Beware the Hidden Snare

Web 2

   Jack never saw it coming. He knew he’d been working late a lot of nights in the past few months, and he knew the young, attractive intern had been, too. But he knew enough to stay away from her. She worked somewhere down the hall—he didn’t care where. He had a good marriage to a good woman and he wasn’t about to mess that up. So when the attractive, young intern started hanging around his office after hours with a question here or an offer of coffee there, he simply told her—very politely—that he didn’t want people to get the wrong idea so could she please stay put in her own space. He was sure she wouldn’t want anyone to get the wrong impression either.

   Unfortunately for Jack, he had no real understanding of the wrath and peril posed by a woman scorned—the scorched earth, the nuclear fallout, the mass casualties.

   But he found out.

   The two days later Jack was invited into his boss’s office for a little chat where he was informed that he was being fired. The attractive, young intern had, in tears, accused him of sexual harassment after insinuating that if she complied, the company might be hiring. Jack denied the allegations, of course, but the company board seemed to feel that, regardless of the facts, it would be a huge liability and PR crisis to keep him around.


   Such is the nature of traps set by the enemy. When Jack failed to fall for the temptation of working alone at night with the attractive, young intern, the enemy set a trap for him.

   Could this scenario have been avoided? Yes.

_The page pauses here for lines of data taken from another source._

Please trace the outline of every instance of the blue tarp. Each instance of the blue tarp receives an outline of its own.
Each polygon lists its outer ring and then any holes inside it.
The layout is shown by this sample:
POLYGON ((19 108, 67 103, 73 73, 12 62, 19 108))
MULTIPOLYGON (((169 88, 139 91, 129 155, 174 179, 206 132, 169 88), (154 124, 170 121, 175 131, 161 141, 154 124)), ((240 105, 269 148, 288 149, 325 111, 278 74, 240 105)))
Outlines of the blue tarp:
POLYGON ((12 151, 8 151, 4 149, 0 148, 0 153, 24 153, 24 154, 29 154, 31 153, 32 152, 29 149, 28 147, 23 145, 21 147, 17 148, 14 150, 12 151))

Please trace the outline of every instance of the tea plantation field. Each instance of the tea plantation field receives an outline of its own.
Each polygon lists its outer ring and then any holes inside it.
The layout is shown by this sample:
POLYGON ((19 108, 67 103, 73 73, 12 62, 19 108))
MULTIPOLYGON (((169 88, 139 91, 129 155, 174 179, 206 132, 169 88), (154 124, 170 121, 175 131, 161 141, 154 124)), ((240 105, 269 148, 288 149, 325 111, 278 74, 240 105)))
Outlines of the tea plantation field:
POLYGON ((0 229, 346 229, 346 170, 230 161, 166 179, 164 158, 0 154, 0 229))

If Jack had questioned the wisdom of being alone with a young, attractive woman about whose character he knew nothing, then he might not have ended up the lamb at the slaughterhouse. What Jack failed to consider was that just because he was an honorable man, doesn’t mean everyone else is honorable.

   While the enemy might regularly send temptations our way, traps and snares are a little less frequent—that is, unless we make it easy for him. A little wisdom, an ounce of prevention, could have saved Jack a mega-ton of trouble.

   Make no mistake—the devil’s number one priority is to take you down, destroy your destiny and, if he can, induct you into his eternal hall of flame and torment.

   So—what can you do?

   Don’t let him.

   The Bible is replete with warnings regarding the enemy’s traps: the “adulteress” is called a snare. Foolishness, arrogance, drunkenness, careless spending, lying, cheating and general stupidity are all mentioned as probable causes of snares. And there are others.

   Anger is a snare. What about that graphic gesture you treated the other driver to, the waitress whom you stiffed because she forgot to refill your coffee or the cashier you were rude to because she took too long? (Doesn’t she understand how busy you are??) Who was watching? Your boss? Your seven-year-old? Someone in the Sunday school class you teach?


   What about “bad company”? You know what they say about that…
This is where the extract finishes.